Members of the Wiwa tribe are integrating into mainstream Colombian society by attending modern schools and working in modern jobs. However, the Wiwas continue to respect traditional principles as well. Both women and men wear white clothing and keep their hair long. Wiwa crafting also demonstrates adherence to custom: their bags are made out of agave and wool and are weaved in a traditional circular design that represents the womb. Furthermore, when they become an adult, Wiwas receive a poporos (a spiritual container which will be discussed below) as a traditional rite of passage.

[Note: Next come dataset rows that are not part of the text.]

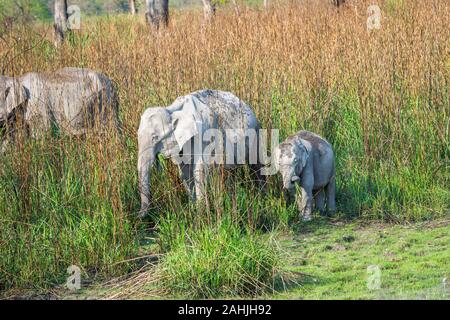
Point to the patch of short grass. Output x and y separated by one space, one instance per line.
333 257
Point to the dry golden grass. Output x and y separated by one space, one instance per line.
380 96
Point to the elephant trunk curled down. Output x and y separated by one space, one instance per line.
175 131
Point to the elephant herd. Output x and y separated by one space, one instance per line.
203 128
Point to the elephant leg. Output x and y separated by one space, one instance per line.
331 195
305 203
187 176
320 201
257 176
200 179
3 146
289 195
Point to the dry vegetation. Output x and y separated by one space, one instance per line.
380 96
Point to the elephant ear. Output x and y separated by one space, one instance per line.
305 151
187 122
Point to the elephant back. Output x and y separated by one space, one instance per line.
231 112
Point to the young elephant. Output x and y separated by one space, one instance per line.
307 159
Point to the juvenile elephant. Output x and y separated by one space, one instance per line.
73 99
170 131
307 159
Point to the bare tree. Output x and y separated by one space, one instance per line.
132 6
209 9
61 17
157 12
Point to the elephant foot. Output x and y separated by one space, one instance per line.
142 213
306 218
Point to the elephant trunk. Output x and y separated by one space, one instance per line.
146 159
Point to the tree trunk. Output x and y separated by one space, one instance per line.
209 9
157 13
132 6
338 3
61 17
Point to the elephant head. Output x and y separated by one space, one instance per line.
165 131
13 96
290 158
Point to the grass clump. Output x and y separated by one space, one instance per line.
221 261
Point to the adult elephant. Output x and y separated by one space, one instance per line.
72 99
177 130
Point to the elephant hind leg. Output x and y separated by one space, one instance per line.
257 176
331 195
320 201
187 176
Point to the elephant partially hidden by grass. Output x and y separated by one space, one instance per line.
174 131
72 99
307 159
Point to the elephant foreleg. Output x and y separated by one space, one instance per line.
187 176
305 203
200 179
320 201
331 195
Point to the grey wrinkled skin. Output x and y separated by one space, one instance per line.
307 159
167 131
73 99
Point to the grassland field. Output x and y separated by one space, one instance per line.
380 97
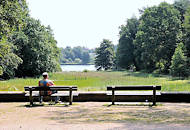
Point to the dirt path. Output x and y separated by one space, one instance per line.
94 116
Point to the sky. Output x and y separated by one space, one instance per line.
86 22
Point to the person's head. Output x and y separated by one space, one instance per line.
45 75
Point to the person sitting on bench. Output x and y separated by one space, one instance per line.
45 82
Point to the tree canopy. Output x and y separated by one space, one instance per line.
105 55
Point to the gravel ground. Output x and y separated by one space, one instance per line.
94 116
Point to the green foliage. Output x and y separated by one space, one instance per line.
125 51
157 36
12 17
37 48
179 66
181 6
187 31
105 55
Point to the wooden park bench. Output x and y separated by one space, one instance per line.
122 88
70 89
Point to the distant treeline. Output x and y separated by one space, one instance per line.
158 41
77 55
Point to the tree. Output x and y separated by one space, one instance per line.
179 62
125 51
158 33
187 31
104 55
12 17
37 48
181 6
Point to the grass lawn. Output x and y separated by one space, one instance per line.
97 81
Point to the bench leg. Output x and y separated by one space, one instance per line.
70 96
113 96
30 97
154 96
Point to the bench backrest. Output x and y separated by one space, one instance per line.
144 87
58 88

Wintukua means “the sacred leaf for talking about the ancients”. Members of the Wintukua tribe live on the southeastern slope of the Sierra, where they reside in two reserves in the upper valleys of the Guatapuri, Ariguani, Chichicua, and Nabusimake rivers. Wintukuas speak a Chibcha language known as Ijkan.
The Wintukuas share a commonality with the Wiwas and other indigenous groups: as they go about their daily activities, they chew coca leaves, which are mixed with lime. The roasted coca leaves (Erythroxylum novogranatese) are kept in shoulder bags, while the lime is kept in a poporos, a container often made out of a gourd.

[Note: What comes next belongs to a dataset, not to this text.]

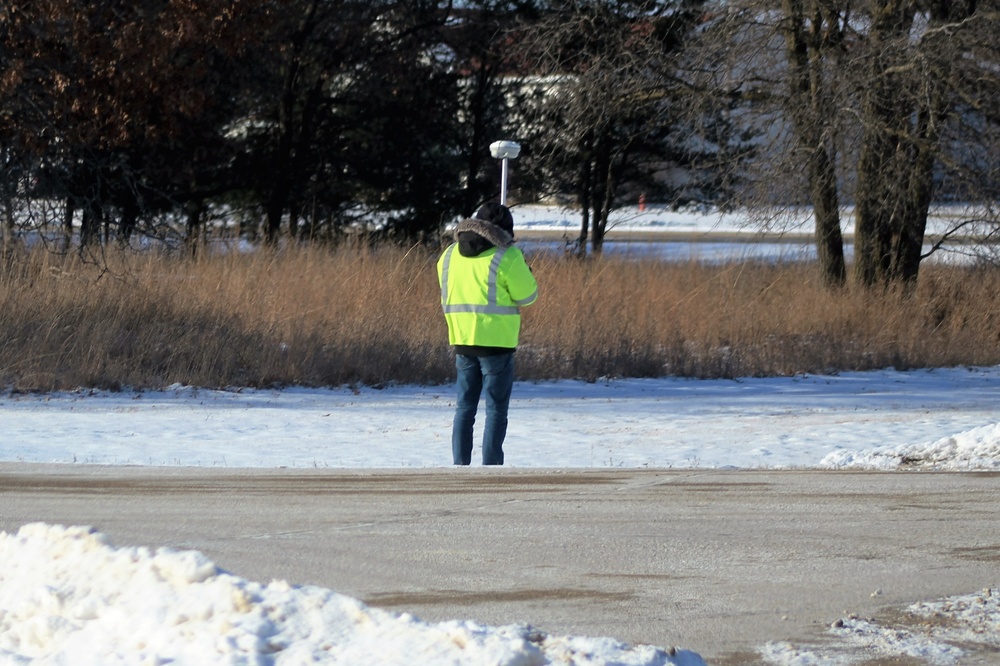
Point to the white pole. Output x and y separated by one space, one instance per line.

For indigenous groups on the Sierra like the Wintukuas, chewing coca leaves and using the poporos are fundamental aspects of their relationships with the spiritual world. It is said that coca allows Wintukuas to have “peaceful communication” with their ancestors. The leaves help them remember and recite the myths, chants and genealogies of “the ancients” during long nocturnal sessions. Because the poporos also represents a Wintukua’s “partner”, it helps them perform other types of spiritual work: in addition to carrying lime, they also keep their thoughts and their words in “her” (the poporos) so they do not get carried away by the wind.
(It is important to note that only men chew coca leaves, while women gather them in handbags known as mochilas.)

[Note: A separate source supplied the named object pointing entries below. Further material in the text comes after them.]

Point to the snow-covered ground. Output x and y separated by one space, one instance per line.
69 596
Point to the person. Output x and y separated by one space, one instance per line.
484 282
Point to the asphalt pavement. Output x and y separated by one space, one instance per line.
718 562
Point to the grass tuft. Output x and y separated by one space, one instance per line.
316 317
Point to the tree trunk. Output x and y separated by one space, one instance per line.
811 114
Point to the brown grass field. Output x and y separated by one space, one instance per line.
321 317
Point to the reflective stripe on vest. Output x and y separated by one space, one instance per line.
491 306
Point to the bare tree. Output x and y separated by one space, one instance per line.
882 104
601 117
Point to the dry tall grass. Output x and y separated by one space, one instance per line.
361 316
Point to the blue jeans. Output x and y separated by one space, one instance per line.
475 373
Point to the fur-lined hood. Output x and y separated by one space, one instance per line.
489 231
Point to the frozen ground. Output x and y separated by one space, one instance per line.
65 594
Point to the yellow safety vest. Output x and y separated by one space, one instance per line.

Gorawin Torres Chopporo Was Born Into The Wintukua Tribe. Gorawin and her family still live in their village, but they spend the majority of their time in Santa Marta, where they share a home with two other families. In both Santa Marta and her village, Gorawin makes mochilas. Mochilas are large shoulder bags with layered geometrical designs. They are used to store their poporos and other personal objects.
Guided by her grandmother, Gorawin’s craftsman journey started at the age of 5. Still to this day, family continues to be an integral part of her crafting. Whenever Gorawin is back in her village, making mochilas with family members provides an important source of bonding time.
Gorawin’s Crafting Process
Gorawin takes a lot of pride in sourcing the alligna (“skin of the sheep”), weaving the skin hair thinly, and creating four different colors from the sheep. When crafting handbags, Gorawin often combines this sheep material with colored yarn to create decorative motifs for a modern design. One handbag can occupy Gorawin’s time for a month and a half. She also spends time crafting necklaces, as well.
Each of Gorawin’s handbags and necklaces are inspired by “the ways of the forest”. Through her daily walks in the lush forests of the Sierra, Gorawin’s eyes were opened to nature’s more subtle forms of beauty: the simple arrangement of leaves made a multitude of unique paths; the trees were placed throughout in organic, gorgeous designs; even the way the plants swayed in the wind was beautiful in itself.
Gorawin’s strong connection to nature can also be observed when she incorporates zoomorphic figures (such as snakes), or the four cardinal directions in her craft. These directions (and the artful work they inspire) represent a variety of concepts including stages of life (youth, adult, death), seasons of the year, aspects of life (like spirituality) and the four elements of nature.
Gorawin’s mochilas also incorporate concepts of femininity and masculinity. Feminine patterns are fuller bodied and have softer edges. In comparison, masculine designs are tighter, sharper, and more rigid. Gorawin skillfully combines both in the vibrantly detailed handbag she is shown wearing above.